Mr Vernon Hyde St Lawrence Livermore was born in Cleckheaton, Yorkshire, England on 14 June 1880.1 He was the son of William St Lawrence Livermore, a mechanical engineer originally from Kent, and the former Catherine Hyde, a native of Manchester. He had two younger siblings.
The Livermore family had moved to Stockport, Lancashire by the time of the 1901 census and when Vernon was described as a commercial clerk; when he went to sea is not known. In April 1912 he was a waiter aboard the Carpathia when that ship rescued the survivors of the Titanic disaster.
In 1913 Vernon was married to another veteran of the Carpathia rescue, stewardess Julia Cservenka (b. 1886). The couple made their home in Liverpool and welcomed their only child Catherine Hilda Ethel in 1914.

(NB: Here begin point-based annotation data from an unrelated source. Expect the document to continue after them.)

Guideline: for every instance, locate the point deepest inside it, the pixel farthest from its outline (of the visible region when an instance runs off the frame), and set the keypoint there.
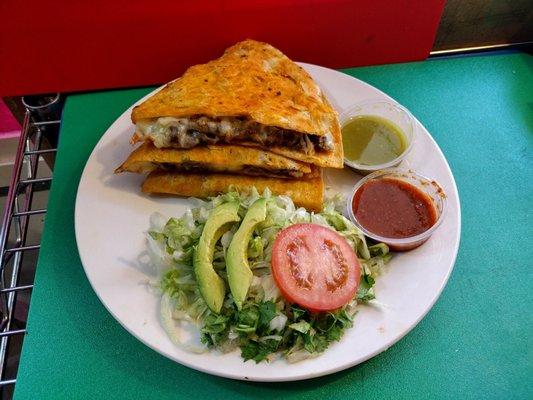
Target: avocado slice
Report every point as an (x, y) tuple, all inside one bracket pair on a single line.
[(239, 273), (211, 285)]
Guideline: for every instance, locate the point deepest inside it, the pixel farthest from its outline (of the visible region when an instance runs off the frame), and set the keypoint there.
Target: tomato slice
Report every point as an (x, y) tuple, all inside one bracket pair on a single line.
[(315, 267)]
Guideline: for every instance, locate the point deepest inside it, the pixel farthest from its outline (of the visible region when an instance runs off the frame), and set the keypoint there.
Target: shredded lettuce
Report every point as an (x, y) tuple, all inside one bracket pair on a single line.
[(266, 326)]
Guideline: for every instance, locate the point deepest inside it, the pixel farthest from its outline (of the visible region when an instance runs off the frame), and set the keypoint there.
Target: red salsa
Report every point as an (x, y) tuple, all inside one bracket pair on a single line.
[(393, 208)]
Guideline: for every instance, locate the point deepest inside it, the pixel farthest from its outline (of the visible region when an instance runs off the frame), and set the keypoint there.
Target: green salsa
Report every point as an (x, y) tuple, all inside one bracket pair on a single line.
[(372, 140)]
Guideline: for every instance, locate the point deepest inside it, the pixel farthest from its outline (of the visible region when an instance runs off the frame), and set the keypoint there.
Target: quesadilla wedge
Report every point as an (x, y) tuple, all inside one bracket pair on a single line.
[(308, 193), (215, 158), (254, 96)]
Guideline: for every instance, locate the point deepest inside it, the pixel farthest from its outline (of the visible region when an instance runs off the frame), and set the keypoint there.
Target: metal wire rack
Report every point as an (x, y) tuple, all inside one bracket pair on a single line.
[(25, 181)]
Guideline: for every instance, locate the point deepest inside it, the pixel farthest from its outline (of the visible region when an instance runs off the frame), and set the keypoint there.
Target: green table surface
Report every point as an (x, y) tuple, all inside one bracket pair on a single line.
[(475, 343)]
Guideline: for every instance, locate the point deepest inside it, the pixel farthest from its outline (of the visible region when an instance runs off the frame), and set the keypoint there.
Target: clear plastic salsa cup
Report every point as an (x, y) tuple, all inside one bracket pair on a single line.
[(427, 186), (387, 110)]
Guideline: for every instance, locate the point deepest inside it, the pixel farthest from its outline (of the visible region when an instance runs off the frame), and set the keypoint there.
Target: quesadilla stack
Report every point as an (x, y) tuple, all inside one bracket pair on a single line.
[(249, 118)]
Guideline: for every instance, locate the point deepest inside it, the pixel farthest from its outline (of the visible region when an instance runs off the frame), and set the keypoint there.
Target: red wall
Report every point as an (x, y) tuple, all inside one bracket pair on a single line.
[(58, 46)]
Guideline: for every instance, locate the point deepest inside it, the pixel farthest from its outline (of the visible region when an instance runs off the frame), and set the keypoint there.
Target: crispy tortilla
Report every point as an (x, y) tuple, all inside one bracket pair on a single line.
[(214, 158), (252, 80), (308, 193)]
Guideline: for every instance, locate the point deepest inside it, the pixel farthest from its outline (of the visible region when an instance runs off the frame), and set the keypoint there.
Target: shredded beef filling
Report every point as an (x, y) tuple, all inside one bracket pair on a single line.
[(247, 169), (189, 132)]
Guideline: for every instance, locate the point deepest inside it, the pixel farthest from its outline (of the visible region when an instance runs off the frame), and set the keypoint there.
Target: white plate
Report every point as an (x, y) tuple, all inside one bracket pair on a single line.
[(112, 215)]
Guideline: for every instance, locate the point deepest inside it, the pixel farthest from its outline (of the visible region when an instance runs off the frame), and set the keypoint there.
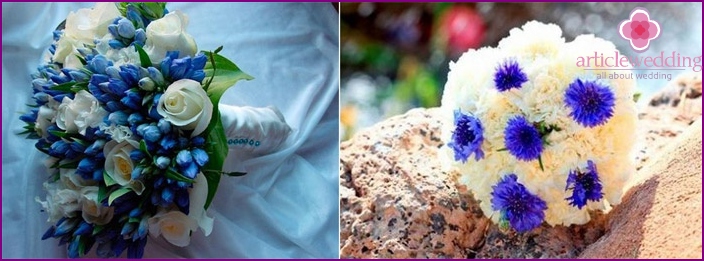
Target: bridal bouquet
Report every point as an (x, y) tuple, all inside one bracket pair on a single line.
[(126, 109), (535, 137)]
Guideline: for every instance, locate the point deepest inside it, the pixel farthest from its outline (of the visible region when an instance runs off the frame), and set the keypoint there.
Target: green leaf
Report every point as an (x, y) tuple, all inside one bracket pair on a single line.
[(235, 174), (108, 180), (224, 75), (102, 193), (143, 148), (118, 193), (172, 174), (143, 57)]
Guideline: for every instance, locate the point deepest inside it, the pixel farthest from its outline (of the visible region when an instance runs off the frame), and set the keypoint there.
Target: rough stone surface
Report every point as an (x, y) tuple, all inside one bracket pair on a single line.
[(660, 217), (396, 202)]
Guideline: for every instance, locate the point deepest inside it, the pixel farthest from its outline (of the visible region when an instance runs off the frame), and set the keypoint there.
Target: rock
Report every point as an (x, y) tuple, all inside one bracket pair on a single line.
[(396, 202), (668, 114), (660, 217)]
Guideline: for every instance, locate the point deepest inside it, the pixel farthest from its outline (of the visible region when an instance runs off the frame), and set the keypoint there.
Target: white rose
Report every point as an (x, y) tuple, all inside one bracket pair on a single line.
[(93, 211), (45, 118), (168, 34), (80, 113), (185, 104), (82, 27), (174, 225), (60, 202), (119, 165)]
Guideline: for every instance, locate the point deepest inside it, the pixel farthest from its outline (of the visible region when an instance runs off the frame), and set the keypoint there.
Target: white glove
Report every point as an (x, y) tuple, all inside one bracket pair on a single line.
[(251, 132)]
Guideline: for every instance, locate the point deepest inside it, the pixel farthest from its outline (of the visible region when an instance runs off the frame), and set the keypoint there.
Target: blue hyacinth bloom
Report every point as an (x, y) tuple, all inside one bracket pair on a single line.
[(137, 173), (167, 143), (30, 117), (156, 75), (125, 28), (191, 170), (83, 229), (73, 248), (585, 186), (509, 75), (167, 195), (467, 137), (591, 103), (136, 248), (142, 229), (522, 139), (58, 149), (197, 141), (184, 158), (523, 210), (163, 162), (152, 134), (118, 118), (94, 148), (164, 126)]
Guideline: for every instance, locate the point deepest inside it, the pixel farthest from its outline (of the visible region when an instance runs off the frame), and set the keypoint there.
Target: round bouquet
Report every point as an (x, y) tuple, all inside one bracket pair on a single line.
[(126, 109), (535, 137)]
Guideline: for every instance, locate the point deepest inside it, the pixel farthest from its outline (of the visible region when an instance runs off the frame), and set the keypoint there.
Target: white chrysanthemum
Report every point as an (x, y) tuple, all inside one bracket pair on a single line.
[(550, 66)]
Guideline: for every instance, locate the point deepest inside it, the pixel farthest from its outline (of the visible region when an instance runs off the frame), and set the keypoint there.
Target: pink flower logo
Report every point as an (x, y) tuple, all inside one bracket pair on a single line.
[(639, 29)]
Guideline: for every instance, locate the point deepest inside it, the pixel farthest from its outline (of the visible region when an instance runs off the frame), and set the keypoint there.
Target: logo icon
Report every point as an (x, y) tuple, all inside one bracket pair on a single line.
[(639, 29)]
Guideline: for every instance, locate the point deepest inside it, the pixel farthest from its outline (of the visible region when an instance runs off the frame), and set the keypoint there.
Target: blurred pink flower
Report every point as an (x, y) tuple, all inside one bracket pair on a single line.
[(639, 29)]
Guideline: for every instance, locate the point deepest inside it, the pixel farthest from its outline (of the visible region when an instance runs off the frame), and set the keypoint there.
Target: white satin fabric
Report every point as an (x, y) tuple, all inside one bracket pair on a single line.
[(286, 206)]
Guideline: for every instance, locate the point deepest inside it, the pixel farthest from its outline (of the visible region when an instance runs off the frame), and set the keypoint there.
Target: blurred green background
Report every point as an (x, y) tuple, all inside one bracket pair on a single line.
[(395, 56)]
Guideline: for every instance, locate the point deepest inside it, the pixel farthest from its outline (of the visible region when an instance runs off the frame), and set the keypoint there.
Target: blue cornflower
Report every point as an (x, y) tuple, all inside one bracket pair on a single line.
[(522, 139), (523, 210), (585, 186), (467, 137), (509, 75), (592, 104)]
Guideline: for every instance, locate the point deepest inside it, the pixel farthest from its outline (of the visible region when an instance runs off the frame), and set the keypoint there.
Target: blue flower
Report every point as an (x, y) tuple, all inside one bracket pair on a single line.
[(191, 170), (152, 134), (592, 104), (522, 139), (584, 186), (135, 118), (163, 162), (197, 141), (125, 28), (509, 75), (200, 156), (83, 229), (118, 118), (137, 172), (30, 117), (523, 210), (164, 126), (132, 99), (94, 148), (184, 158), (467, 137)]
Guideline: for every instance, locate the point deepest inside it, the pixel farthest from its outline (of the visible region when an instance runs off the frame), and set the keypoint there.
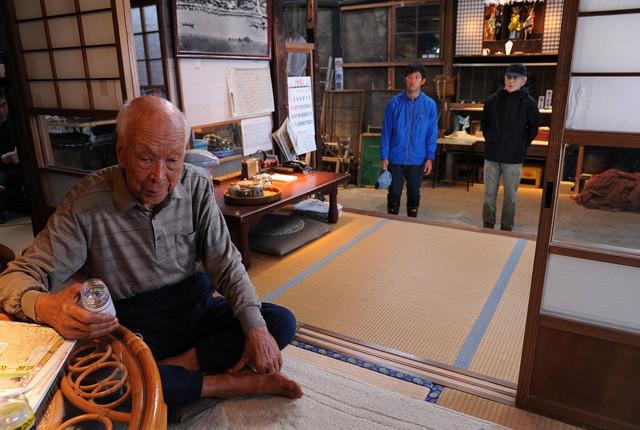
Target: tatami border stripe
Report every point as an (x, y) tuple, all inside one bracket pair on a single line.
[(434, 389), (468, 350), (279, 292)]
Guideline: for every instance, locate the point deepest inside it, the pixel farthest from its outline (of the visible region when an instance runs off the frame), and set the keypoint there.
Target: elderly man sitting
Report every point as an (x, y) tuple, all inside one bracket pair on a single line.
[(142, 226)]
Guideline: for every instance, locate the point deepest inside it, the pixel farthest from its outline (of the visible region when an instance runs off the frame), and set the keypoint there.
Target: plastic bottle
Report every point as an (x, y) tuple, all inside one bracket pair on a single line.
[(95, 297)]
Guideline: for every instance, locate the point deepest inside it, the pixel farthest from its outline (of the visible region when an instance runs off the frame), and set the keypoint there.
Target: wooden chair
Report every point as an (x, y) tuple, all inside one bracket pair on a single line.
[(134, 378)]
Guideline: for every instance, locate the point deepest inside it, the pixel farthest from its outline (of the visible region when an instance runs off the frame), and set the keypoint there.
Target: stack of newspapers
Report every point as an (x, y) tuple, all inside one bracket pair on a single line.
[(31, 359)]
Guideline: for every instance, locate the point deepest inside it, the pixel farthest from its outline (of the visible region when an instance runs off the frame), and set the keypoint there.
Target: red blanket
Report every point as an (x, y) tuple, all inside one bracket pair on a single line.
[(612, 189)]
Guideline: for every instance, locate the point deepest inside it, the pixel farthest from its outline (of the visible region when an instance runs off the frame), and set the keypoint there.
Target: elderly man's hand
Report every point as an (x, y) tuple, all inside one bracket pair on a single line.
[(260, 351), (62, 312)]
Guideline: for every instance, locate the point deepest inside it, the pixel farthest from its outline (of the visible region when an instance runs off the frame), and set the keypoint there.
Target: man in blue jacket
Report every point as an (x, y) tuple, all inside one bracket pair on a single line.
[(510, 120), (408, 141)]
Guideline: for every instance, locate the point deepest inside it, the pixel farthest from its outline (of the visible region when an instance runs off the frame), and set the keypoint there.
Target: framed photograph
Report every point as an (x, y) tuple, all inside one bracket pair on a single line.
[(520, 22), (222, 28)]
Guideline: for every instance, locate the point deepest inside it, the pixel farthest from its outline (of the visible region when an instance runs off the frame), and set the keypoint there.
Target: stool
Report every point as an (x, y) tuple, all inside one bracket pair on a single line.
[(531, 176)]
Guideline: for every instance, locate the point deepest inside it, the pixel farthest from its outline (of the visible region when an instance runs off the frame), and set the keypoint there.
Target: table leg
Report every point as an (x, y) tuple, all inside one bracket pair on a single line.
[(333, 204), (243, 241)]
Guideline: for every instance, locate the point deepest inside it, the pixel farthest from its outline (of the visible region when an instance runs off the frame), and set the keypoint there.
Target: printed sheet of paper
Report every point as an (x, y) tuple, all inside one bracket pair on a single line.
[(250, 91), (256, 135), (301, 125)]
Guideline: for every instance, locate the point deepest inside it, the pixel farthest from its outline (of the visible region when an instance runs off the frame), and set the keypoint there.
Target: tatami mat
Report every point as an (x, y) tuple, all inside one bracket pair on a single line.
[(410, 287), (500, 350), (498, 413)]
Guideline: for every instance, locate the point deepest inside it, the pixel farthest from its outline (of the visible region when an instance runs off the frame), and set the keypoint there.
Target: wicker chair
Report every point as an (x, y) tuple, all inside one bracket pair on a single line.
[(133, 380)]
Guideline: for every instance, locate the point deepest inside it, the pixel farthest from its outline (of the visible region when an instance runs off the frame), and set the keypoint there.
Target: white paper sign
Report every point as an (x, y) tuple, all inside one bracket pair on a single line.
[(256, 135), (301, 125), (250, 91)]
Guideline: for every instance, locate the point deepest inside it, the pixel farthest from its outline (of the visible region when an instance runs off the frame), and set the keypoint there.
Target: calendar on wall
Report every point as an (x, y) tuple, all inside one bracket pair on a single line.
[(301, 126)]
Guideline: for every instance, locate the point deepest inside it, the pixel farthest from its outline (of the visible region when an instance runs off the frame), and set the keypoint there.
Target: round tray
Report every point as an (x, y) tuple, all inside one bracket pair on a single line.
[(271, 194)]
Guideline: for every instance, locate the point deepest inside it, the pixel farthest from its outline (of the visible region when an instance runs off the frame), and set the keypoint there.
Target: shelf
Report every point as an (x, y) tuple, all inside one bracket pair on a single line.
[(477, 107), (529, 60)]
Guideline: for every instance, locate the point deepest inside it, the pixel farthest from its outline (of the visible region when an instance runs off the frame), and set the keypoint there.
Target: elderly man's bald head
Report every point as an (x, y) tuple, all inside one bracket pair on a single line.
[(152, 135), (147, 112)]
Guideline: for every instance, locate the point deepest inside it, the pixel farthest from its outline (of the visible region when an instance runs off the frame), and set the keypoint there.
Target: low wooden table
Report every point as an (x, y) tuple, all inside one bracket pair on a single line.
[(241, 218)]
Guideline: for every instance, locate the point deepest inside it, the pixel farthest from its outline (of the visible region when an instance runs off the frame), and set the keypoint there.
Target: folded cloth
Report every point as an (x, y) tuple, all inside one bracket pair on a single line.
[(384, 180)]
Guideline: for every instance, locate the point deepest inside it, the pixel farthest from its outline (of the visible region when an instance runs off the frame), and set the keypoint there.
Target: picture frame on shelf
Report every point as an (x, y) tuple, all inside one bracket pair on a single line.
[(219, 28)]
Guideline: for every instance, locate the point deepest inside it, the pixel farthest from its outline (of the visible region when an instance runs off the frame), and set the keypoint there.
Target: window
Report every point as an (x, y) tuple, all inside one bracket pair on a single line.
[(417, 32), (148, 44), (70, 54)]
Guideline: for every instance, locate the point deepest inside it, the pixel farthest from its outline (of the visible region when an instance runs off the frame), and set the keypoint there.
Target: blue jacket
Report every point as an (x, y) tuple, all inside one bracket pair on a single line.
[(410, 130)]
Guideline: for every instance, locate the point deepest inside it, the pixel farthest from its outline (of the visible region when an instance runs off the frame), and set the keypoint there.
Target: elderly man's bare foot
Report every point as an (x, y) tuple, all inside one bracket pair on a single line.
[(246, 382)]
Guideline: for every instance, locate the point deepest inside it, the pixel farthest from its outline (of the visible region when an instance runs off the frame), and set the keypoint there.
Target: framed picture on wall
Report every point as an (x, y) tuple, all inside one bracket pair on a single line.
[(521, 22), (222, 28)]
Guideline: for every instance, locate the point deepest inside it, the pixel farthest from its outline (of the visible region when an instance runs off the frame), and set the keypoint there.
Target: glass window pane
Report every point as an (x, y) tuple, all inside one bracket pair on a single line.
[(81, 142), (602, 210), (32, 35), (153, 45), (44, 94), (98, 28), (64, 32), (69, 64), (58, 7), (157, 76), (38, 65), (107, 94), (74, 95), (150, 18), (366, 79), (364, 35), (429, 18), (139, 40), (103, 62), (26, 9), (428, 45), (137, 21), (405, 46), (142, 73), (406, 19), (94, 4)]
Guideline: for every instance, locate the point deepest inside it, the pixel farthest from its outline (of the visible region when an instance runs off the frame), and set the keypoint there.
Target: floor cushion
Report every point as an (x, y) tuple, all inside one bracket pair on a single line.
[(279, 234)]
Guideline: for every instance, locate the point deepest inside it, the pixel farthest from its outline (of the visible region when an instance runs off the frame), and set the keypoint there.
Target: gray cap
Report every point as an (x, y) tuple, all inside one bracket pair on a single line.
[(516, 69)]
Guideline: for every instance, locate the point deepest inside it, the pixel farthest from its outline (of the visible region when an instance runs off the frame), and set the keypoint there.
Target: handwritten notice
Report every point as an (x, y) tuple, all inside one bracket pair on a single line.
[(250, 91), (256, 135), (301, 125)]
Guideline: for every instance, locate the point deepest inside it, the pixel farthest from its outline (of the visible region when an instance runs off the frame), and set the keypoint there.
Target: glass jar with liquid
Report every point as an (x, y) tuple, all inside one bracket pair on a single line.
[(15, 412), (95, 297)]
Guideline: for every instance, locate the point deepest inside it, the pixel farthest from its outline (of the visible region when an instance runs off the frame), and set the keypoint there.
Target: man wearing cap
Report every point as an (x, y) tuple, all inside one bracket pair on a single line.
[(510, 121), (408, 140)]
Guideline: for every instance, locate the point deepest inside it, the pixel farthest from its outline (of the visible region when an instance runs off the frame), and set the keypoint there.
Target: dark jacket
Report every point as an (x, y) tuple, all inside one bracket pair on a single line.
[(509, 124)]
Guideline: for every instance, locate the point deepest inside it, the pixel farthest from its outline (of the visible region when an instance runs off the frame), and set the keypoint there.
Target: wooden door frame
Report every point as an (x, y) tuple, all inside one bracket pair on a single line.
[(544, 330)]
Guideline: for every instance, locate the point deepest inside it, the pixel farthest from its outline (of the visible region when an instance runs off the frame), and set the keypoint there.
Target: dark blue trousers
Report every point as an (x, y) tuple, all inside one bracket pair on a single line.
[(179, 317), (413, 175)]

In May 1915 Livermore and his brother-in-law Algernon Percy Penny (Penny was married to Julia’s sister Ethel Cservenka) were saloon cabin stewards aboard the Lusitania when that ship was torpedoed. Both men survived, Livermore sinking with the ship and managing to find refuge aboard an upturned boat until his rescue by the Heron.
Vernon Livermore remained at sea for many years, serving during both World Wars and later on ships including Aquitania and Carinthia. He remained a resident of Liverpool where he died on 2 August 1964, being buried five days later in West Derby Cemetery. He was predeceased by his wife Julia in 1961.